Studies in Thailand reported no association between duration of stay and dengue prevention behaviour [32, 34]. However, in the present study, duration of stay in Malang was associated with dengue prevention behaviour. Respondents who stayed longer practiced good behaviours more than those who resided in Malang for shorter periods of time. Fewer respondents living in Malang for > 60 years were categorized as “need improvement” for dengue prevention behaviour compared with those who had stayed in Malang for < 60 years. This might be because those who stayed > 60 years had more experience of dengue. Another study also revealed that duration of stay is associated with dengue prevention behaviour [28].

This study revealed that perceptions are associated with dengue prevention behaviour. Respondents with a positive perception engaged in dengue prevention behaviour more than those with a moderate perception. Furthermore, the study found that respondents who had positive level toward benefit and barrier of prevention had practiced prevention behaviour more than those with moderate levels. A study in Malaysia also found respondents with higher perceived susceptibility showed better dengue prevention behaviour [9].

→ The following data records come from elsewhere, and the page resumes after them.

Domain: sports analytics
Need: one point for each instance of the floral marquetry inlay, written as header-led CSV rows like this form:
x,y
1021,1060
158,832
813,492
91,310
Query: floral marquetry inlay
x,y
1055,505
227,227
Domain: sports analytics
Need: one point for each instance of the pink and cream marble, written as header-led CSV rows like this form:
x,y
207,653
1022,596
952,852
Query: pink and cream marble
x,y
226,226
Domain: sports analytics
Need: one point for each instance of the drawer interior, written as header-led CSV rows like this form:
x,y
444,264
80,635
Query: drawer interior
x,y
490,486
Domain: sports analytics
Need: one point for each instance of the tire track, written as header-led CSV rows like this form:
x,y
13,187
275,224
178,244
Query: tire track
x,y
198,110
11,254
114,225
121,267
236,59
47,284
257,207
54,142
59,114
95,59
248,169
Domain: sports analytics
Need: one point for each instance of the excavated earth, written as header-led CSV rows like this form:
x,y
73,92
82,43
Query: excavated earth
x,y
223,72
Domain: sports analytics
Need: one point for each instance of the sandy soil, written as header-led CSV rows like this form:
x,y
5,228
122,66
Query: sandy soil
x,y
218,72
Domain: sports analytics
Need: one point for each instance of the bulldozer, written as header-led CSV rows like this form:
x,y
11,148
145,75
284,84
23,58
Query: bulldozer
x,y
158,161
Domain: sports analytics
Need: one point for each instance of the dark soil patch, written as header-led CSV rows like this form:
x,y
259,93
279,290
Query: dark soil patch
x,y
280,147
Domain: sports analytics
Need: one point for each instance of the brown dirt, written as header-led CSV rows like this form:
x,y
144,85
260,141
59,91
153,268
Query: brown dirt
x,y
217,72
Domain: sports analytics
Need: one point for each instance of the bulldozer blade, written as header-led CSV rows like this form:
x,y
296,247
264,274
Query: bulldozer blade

Results concerning prevention behaviours were limited only on the interview data, the study did not follow up or observe respondents’ prevention actions. Another limitation was that in Muslim culture a third person presented during the interview. This might cause information bias.

This study showed that positive perception is the key component affected prevention behaviours, particularly perception toward benefit and barrier of prevention behaviours. It is, therefore, increase people’s perception regarding dengue is the main component in changing people’s prevention behaviours. Health providers have to find an appropriate and effective strategy to create people’s positive perception concerning dengue infection.

Conclusions

Age, gender, duration of stay in Malang, and number of family members were associated with dengue prevention behaviour. Those who had a positive perception showed better dengue prevention behaviour compare with those with a moderate perception.